Over the course of their eclogues, Magnus and his collaborators demonstrate that urban space—like the chapbook itself—is palimpsestic: composed of multiple moments and modes of production. Unlike the chapbook, urban space hides its own multiplicity, producing a carefully manicured surface. In this sense, the seemingly natural landscape of the park is not the absence of human activity, but rather a carefully concealed product of power. As Magnus and his collaborators unearth this network of power, they drift away from the traditional activities of the pastoral toward a renewed and politically pliable pastoral practice.
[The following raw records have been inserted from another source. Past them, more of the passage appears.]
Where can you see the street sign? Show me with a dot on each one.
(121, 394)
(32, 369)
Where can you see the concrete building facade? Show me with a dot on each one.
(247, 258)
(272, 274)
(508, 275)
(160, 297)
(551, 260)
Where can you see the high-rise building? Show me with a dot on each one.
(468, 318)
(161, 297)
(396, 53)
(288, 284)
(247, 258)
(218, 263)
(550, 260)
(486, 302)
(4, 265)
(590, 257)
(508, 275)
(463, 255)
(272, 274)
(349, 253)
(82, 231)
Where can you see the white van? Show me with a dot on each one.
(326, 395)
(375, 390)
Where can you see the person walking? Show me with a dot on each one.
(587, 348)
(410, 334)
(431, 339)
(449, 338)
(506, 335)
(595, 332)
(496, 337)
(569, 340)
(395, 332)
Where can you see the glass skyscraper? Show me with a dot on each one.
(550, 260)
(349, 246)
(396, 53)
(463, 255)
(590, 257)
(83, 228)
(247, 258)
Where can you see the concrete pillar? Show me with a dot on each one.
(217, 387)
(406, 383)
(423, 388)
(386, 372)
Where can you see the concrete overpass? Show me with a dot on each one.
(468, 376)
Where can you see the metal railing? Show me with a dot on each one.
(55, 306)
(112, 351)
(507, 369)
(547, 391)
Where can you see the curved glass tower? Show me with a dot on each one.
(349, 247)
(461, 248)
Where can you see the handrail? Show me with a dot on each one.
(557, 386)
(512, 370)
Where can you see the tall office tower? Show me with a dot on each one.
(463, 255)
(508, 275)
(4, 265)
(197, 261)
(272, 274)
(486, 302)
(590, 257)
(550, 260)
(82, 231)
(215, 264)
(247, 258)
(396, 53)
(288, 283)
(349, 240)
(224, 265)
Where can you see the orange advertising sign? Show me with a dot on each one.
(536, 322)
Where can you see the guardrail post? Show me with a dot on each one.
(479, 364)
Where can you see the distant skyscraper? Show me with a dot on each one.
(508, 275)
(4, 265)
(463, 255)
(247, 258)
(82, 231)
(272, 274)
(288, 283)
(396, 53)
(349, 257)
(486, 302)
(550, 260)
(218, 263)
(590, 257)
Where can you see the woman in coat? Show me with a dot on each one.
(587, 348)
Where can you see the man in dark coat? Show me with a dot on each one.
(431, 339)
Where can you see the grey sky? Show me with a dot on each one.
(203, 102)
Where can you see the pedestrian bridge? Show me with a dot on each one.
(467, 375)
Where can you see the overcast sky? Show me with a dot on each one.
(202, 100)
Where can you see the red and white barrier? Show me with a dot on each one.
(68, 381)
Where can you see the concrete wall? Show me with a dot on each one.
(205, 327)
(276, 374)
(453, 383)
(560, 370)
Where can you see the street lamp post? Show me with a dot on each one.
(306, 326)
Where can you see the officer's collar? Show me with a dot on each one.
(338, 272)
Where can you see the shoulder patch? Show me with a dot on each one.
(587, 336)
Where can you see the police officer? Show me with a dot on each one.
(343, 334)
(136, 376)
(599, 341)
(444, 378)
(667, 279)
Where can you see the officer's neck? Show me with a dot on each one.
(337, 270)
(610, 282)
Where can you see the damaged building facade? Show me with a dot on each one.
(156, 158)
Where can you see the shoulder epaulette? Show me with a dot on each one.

In his epochal history of the pastoral, The Country and The City, Raymond Williams notes, “It is not easy to forget that Sidney’s Arcadia, which gives a continuing title to English neo-pastoral, was written in a park which had been made by enclosing a whole village and evicting the tenants. The elegant game was then only at arm’s length—a rough arm’s length—from a visible reality of country life.” Setting the agenda for the English pastoral, Sidney participates in enclosure, ignoring the material circumstances that produce the pastoral park. Magnus and his collaborators flip the script: in their hands the pastoral is a hermeneutic tool, designed to reveal the operations of power, and to mourn its ravages.
1Full disclosure: Furniture Press Books published my chapbook Asides in 2012.